Abstract
We aimed to investigate whether prior exposure to antiplatelet therapy (anti-PLT) was associated with stroke incidence after the initiation of extracorporeal membrane oxygenation (ECMO) therapy. We conducted a population-based cohort study based on health records obtained from the National Health Insurance Service database in South Korea. Adult patients (aged ≥ 18 years) who underwent ECMO therapy in the intensive care unit during 2009–2018 were enrolled. In total, 17,237 patients who underwent ECMO therapy were included; stroke occurred in 779 (4.5%) of 17,237 patients within 7 days of initiating the ECMO therapy. The number of patients in the anti-PLT and control groups was 3909 (22.7%) and 13,328 (77.3%), respectively.
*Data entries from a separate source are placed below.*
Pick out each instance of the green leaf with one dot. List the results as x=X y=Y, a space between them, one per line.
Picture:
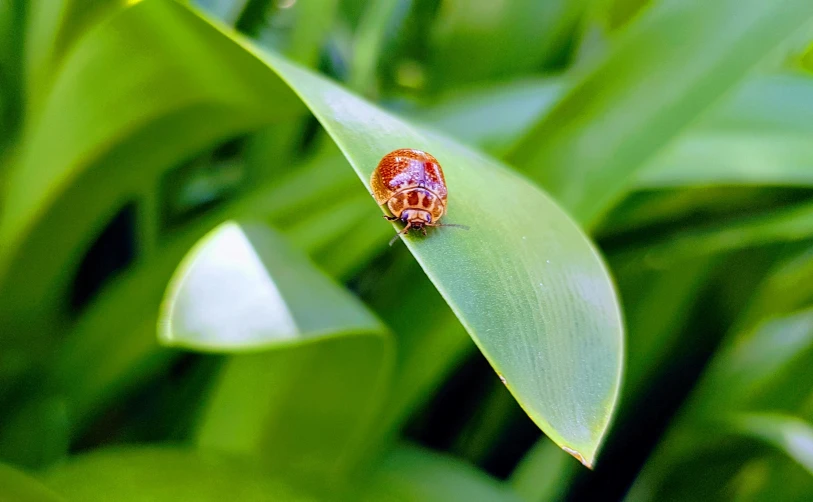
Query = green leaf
x=164 y=474
x=791 y=435
x=243 y=287
x=667 y=68
x=525 y=281
x=531 y=291
x=17 y=486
In the multivariable logistic regression analysis, the anti-PLT group showed 33% lower incidence of stroke than the control group (odds ratio (OR): 0.67, 95% confidence interval (CI): 0.55–0.82; p < 0.001). The cardiovascular group showed 35% lower incidence of stroke than the control group (OR: 0.65, 95% CI: 0.52–0.78; p < 0.001), whereas the respiratory group (p = 0.821) and the other group (p = 0.705) did not show any significant association. Prior anti-PLT therapy was associated with a lower incidence of stroke within 7 days of initiating ECMO therapy, which was more evident in the cardiovascular group.
Highlights
To treat patients with refractory cardiac and/or respiratory failure, extracorporeal membrane oxygenation (ECMO) has been used as an option of rescue therapy [1,2]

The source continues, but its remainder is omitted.